All of the women have food and body fixations. Guy is looking for some kind of an authentic connection, for somebody who doesn't need a salad. In the second act, his quest takes him to the boardroom of a pharmaceutical company where he will utilize those crazy laughing women and salad memes to sell antidepressants. This second act, however, feels like a bit of thematic overkill on Callaghan's part. Regardless, the sequence still has plenty of laughs.

Keller's cast members are superbly in synch with the play's darkly comic rhythms. Rogers' Guy is part mama's boy, part would-be player. In his hands, the Guy's desperation is palpable, and he's no match for the "gentler sex." Banes, Kirkpatrick, and Walcott deftly handle much of the play's comic sequences, often via silent exchanges (the opening scene has all three hilariously devouring salad and then nearly going to war.)

Shimmying out on the dance floor, Walcott expertly parries Rogers' comic come-ons in a terrific scene that is both sexy and witty. Meredith may well be the play's best-adjusted character, and Walcott grounds her nicely. Kirkpatrick, also quite funny, works hard at making poor vulnerable Tori not come across as Guy's doormat.

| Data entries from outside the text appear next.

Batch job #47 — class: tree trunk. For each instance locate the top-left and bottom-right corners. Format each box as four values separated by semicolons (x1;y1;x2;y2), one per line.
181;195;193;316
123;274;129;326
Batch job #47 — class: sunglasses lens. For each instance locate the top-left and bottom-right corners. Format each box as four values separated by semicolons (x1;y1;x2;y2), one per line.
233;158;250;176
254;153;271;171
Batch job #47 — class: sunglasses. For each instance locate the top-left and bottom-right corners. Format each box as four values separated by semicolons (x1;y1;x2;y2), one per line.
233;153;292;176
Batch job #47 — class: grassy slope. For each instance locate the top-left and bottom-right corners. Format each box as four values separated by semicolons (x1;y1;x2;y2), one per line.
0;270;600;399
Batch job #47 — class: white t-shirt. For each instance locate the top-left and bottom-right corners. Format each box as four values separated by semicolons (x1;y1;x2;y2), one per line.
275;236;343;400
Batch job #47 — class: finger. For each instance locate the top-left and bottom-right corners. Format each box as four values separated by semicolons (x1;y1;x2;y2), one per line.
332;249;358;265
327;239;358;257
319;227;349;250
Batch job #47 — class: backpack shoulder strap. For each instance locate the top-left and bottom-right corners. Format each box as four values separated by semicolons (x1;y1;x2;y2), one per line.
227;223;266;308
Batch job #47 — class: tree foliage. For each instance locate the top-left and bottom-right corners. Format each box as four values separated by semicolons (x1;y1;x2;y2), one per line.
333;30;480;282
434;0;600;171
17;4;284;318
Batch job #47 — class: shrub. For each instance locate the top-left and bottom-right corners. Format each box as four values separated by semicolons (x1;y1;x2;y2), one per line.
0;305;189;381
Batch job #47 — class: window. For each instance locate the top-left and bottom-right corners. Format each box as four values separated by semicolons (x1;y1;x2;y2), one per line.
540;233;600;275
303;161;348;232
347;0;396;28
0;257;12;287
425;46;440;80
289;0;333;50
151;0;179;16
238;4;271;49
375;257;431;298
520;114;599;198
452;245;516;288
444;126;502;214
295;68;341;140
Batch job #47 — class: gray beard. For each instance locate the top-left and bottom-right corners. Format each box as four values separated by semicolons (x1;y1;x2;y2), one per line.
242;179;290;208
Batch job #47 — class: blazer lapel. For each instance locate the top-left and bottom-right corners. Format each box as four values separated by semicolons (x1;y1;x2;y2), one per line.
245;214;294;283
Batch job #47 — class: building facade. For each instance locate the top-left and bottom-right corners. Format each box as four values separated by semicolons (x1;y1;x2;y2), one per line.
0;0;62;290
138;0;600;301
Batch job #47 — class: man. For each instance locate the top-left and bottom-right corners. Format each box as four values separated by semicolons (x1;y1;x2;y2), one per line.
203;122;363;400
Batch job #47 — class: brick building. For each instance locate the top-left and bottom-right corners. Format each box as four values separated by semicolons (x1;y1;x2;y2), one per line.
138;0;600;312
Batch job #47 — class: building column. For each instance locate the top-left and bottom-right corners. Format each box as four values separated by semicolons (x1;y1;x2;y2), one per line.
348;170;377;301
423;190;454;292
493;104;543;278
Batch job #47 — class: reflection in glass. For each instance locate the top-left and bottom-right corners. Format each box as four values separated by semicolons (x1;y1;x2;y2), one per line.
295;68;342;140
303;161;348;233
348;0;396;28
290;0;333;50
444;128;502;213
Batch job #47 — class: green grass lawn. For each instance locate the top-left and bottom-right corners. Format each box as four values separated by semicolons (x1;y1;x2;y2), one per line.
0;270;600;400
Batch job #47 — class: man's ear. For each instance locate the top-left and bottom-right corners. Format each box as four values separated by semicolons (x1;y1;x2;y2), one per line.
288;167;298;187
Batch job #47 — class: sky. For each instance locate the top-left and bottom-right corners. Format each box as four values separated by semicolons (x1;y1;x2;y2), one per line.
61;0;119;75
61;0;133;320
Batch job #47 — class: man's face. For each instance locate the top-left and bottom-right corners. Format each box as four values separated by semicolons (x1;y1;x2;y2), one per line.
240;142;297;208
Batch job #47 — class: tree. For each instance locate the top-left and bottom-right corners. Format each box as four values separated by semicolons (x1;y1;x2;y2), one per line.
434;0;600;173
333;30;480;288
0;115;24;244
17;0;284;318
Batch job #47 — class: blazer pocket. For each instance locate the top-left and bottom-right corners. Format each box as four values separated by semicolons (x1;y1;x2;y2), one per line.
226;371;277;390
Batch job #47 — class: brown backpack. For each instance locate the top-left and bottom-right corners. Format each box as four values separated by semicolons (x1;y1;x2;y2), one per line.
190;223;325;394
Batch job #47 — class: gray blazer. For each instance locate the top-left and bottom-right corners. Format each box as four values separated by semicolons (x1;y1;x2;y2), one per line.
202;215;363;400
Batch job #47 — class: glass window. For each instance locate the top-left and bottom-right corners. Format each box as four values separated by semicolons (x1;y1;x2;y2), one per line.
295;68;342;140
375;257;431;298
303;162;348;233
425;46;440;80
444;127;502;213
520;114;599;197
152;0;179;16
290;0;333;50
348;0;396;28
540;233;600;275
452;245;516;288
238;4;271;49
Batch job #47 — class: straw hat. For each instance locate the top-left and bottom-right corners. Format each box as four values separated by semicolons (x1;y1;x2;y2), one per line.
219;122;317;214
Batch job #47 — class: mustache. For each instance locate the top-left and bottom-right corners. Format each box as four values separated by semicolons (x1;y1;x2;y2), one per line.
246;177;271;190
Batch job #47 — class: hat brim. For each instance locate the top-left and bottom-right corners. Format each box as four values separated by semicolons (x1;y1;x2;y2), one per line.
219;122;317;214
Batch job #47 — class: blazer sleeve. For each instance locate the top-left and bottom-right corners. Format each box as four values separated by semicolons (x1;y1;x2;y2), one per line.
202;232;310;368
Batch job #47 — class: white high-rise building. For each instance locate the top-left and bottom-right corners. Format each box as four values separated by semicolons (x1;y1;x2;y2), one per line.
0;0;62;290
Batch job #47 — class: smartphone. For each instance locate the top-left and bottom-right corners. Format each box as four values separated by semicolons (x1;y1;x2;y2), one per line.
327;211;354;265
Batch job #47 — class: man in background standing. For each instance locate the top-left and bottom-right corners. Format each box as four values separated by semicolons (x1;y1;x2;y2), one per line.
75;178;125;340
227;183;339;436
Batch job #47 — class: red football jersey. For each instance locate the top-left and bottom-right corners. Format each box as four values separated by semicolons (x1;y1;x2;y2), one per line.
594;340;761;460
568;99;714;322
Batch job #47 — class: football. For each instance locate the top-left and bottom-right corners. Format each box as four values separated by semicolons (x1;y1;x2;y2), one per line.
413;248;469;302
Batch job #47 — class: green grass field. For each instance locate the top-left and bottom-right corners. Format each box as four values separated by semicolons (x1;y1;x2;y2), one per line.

As strong as her castmates are, ultimately it's the veteran character actor Banes who nearly walks off with the proceedings. Parodying a society grande dame who would be equally at home in Beverly Hills, the glassy-eyed Banes is all coolness and cutting remarks even as body parts are literally falling off her person. Banes' work in that aforementioned second act (which contains a twist that will not be revealed here) is especially arresting.

Between Guy and the women, the always interesting Callaghan has given her audience plenty to chew on. Over a post-show salad, of course.